Fighting North Korea’s dictatorship – with flash drives

     

If you have a flash drive or SD card that’s just gathering dust somewhere, New York-based Human Rights Foundation and Silicon Valley’s Forum280, are calling on you to donate them to their Flashdrives for Freedom campaign, PRI reports:

In an effort to combat censorship in North Korea, the two organizations are collecting unwanted memory disks that will be used to smuggle banned South Korean and Western content, such as films, TV shows, books and internet content, across the country’s borders….. The two nonprofits are collaborating with a network of North Korean, defector-led organizations in South Korea to get the drives into the country, including North Korean Strategy Center, North Korean Intellectual Solidarity and Now and Action & Unity for NK Human Rights.

Alex Gladstein, HRF chief strategy officer, says civil society groups collectively smuggle less than 10,000 flashdrives annually. They are unable to send more because they buy the drives on the Internet at retail cost.
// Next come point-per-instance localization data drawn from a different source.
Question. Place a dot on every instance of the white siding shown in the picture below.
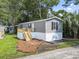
(53, 36)
(39, 35)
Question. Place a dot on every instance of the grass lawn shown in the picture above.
(8, 48)
(68, 43)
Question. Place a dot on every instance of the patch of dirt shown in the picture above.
(35, 45)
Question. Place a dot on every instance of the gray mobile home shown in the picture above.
(46, 29)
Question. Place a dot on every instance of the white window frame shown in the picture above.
(55, 26)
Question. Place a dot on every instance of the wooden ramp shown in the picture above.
(28, 45)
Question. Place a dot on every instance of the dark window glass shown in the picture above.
(29, 25)
(55, 26)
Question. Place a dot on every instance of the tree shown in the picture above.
(37, 9)
(68, 2)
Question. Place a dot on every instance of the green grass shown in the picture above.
(68, 43)
(8, 48)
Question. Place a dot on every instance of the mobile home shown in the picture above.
(46, 29)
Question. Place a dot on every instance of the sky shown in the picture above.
(70, 8)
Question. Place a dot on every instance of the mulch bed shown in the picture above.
(35, 45)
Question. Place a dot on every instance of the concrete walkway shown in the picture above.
(65, 53)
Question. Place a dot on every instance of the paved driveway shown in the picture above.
(65, 53)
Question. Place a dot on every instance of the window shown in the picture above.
(29, 25)
(55, 26)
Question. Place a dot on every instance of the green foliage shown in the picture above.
(24, 10)
(8, 48)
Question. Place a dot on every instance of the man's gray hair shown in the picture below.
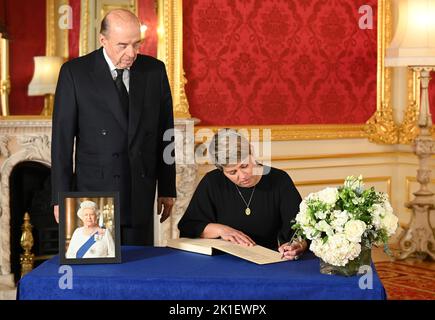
(228, 147)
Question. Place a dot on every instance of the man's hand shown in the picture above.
(217, 230)
(235, 236)
(56, 213)
(292, 251)
(164, 207)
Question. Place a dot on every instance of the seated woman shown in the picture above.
(90, 241)
(243, 201)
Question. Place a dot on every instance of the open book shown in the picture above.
(256, 254)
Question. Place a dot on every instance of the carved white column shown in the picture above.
(21, 139)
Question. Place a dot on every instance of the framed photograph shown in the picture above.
(89, 228)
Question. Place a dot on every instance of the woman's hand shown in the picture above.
(292, 251)
(217, 230)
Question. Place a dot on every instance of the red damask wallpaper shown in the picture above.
(264, 62)
(25, 24)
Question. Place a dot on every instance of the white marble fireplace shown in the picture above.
(29, 139)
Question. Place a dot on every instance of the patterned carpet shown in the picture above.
(406, 282)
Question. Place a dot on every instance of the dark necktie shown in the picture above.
(122, 90)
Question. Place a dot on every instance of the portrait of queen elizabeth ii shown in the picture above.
(90, 240)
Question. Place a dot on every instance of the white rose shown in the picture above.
(320, 215)
(303, 207)
(389, 223)
(337, 250)
(303, 219)
(328, 195)
(309, 232)
(354, 229)
(339, 218)
(387, 206)
(324, 226)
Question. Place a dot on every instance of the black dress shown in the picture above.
(274, 204)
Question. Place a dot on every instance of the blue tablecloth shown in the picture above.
(168, 274)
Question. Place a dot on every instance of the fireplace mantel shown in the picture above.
(29, 139)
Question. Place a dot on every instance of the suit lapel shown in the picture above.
(106, 88)
(138, 83)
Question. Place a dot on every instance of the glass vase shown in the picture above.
(353, 267)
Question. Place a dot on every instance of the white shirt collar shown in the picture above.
(109, 61)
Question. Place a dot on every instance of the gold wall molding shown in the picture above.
(408, 129)
(339, 182)
(345, 156)
(381, 127)
(84, 27)
(50, 45)
(300, 132)
(56, 38)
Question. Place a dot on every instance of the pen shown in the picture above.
(290, 242)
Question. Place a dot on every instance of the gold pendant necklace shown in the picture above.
(247, 210)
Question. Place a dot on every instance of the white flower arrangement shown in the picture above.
(339, 221)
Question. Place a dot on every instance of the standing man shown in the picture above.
(114, 105)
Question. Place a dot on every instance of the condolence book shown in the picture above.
(256, 254)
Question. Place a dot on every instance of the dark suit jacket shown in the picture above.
(113, 153)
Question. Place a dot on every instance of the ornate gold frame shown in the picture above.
(381, 128)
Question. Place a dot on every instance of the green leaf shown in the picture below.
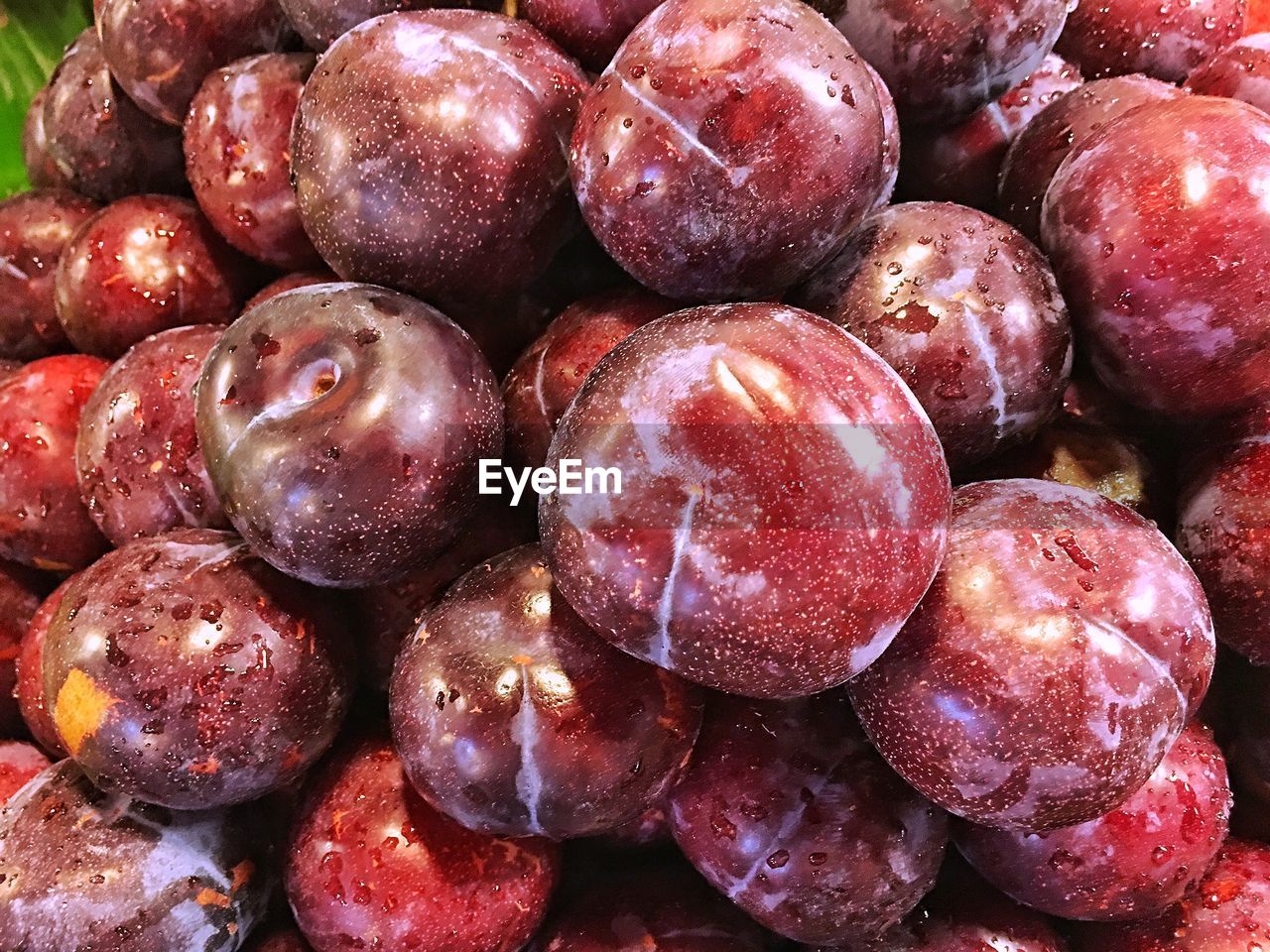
(33, 33)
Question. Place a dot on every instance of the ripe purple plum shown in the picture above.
(341, 425)
(1053, 662)
(685, 150)
(183, 670)
(965, 309)
(784, 506)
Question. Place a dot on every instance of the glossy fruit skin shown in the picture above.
(515, 719)
(1228, 912)
(965, 309)
(944, 59)
(547, 377)
(137, 456)
(667, 907)
(85, 870)
(102, 144)
(30, 665)
(186, 671)
(160, 50)
(1130, 864)
(685, 149)
(1051, 666)
(35, 227)
(42, 521)
(1056, 132)
(1167, 327)
(962, 163)
(370, 861)
(238, 157)
(372, 409)
(141, 266)
(1161, 40)
(667, 569)
(481, 213)
(788, 811)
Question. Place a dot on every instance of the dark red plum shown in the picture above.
(372, 864)
(544, 381)
(944, 59)
(159, 51)
(515, 719)
(393, 612)
(44, 524)
(447, 181)
(186, 671)
(962, 163)
(1051, 666)
(140, 467)
(1156, 227)
(1057, 131)
(86, 870)
(102, 144)
(1228, 912)
(238, 157)
(686, 148)
(1239, 71)
(1161, 39)
(662, 909)
(965, 309)
(790, 814)
(784, 502)
(30, 688)
(341, 426)
(1130, 864)
(146, 264)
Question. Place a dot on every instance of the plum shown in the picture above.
(186, 671)
(686, 149)
(515, 719)
(341, 426)
(137, 456)
(965, 309)
(784, 502)
(1051, 666)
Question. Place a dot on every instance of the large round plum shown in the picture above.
(185, 670)
(515, 719)
(430, 154)
(1130, 864)
(238, 157)
(141, 266)
(686, 149)
(1058, 130)
(84, 870)
(1053, 662)
(372, 864)
(790, 814)
(42, 520)
(1162, 39)
(1157, 230)
(784, 500)
(35, 227)
(965, 309)
(544, 381)
(944, 59)
(341, 426)
(160, 50)
(140, 467)
(102, 144)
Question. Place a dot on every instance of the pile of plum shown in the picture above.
(930, 340)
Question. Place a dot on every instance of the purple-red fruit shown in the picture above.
(1053, 662)
(686, 149)
(784, 500)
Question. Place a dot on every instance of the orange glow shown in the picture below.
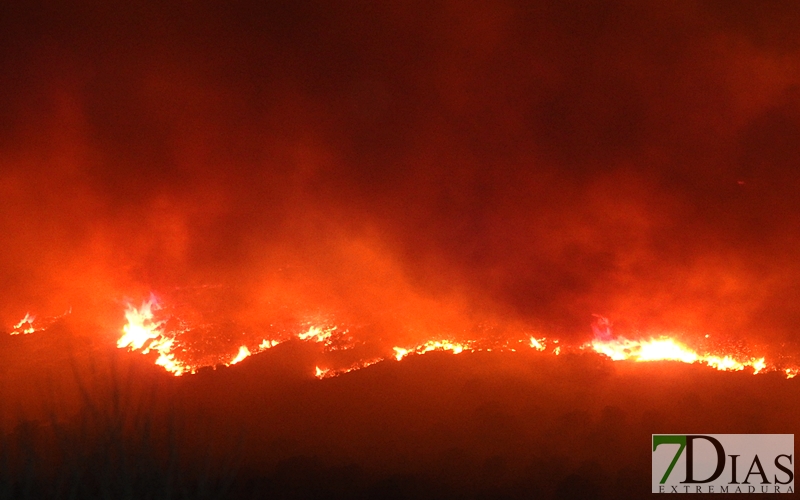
(142, 328)
(27, 320)
(667, 349)
(537, 344)
(243, 353)
(144, 332)
(317, 334)
(431, 345)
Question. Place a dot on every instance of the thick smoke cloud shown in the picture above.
(437, 163)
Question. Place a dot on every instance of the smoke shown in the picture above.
(412, 167)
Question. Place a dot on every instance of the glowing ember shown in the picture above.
(144, 332)
(537, 344)
(142, 328)
(267, 344)
(431, 345)
(667, 349)
(27, 320)
(317, 334)
(243, 353)
(26, 325)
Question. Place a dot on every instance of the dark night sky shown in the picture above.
(434, 161)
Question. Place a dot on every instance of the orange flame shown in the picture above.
(243, 353)
(141, 329)
(667, 349)
(27, 320)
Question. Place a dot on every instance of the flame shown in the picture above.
(27, 320)
(144, 332)
(431, 345)
(267, 344)
(25, 326)
(317, 334)
(668, 349)
(142, 328)
(537, 344)
(243, 353)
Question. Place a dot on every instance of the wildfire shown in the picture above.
(243, 353)
(27, 320)
(145, 332)
(142, 328)
(431, 345)
(663, 349)
(25, 326)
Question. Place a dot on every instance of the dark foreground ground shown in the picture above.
(484, 425)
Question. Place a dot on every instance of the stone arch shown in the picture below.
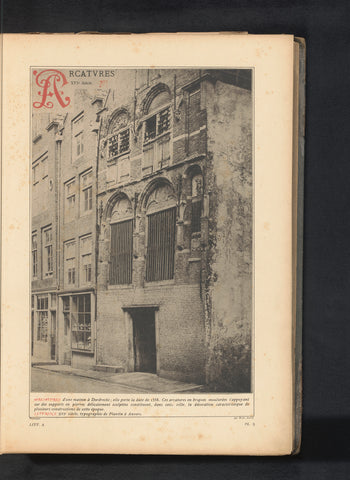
(118, 208)
(194, 181)
(158, 195)
(119, 119)
(158, 95)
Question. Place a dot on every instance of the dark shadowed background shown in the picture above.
(326, 333)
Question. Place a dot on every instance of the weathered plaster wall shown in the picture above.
(229, 284)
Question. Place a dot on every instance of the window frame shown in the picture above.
(77, 326)
(42, 309)
(47, 247)
(118, 134)
(70, 272)
(69, 211)
(149, 263)
(82, 277)
(157, 141)
(35, 255)
(86, 193)
(78, 134)
(127, 276)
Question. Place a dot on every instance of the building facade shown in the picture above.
(153, 227)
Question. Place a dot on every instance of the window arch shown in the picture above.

Flashdrives for Freedom serves as a collection point, in the hopes that gifting these organizations with these devices will allow them to focus on other pressing matters.

“In terms of working towards free society, there is no more important country than North Korea,” says Trevor Kornwell, President of Forum280. “It’s not only a symbol of the evil that totalitarian regimes can become, but it’s in practice with a menacing way of life and we saw it as an important country to do what we can for.”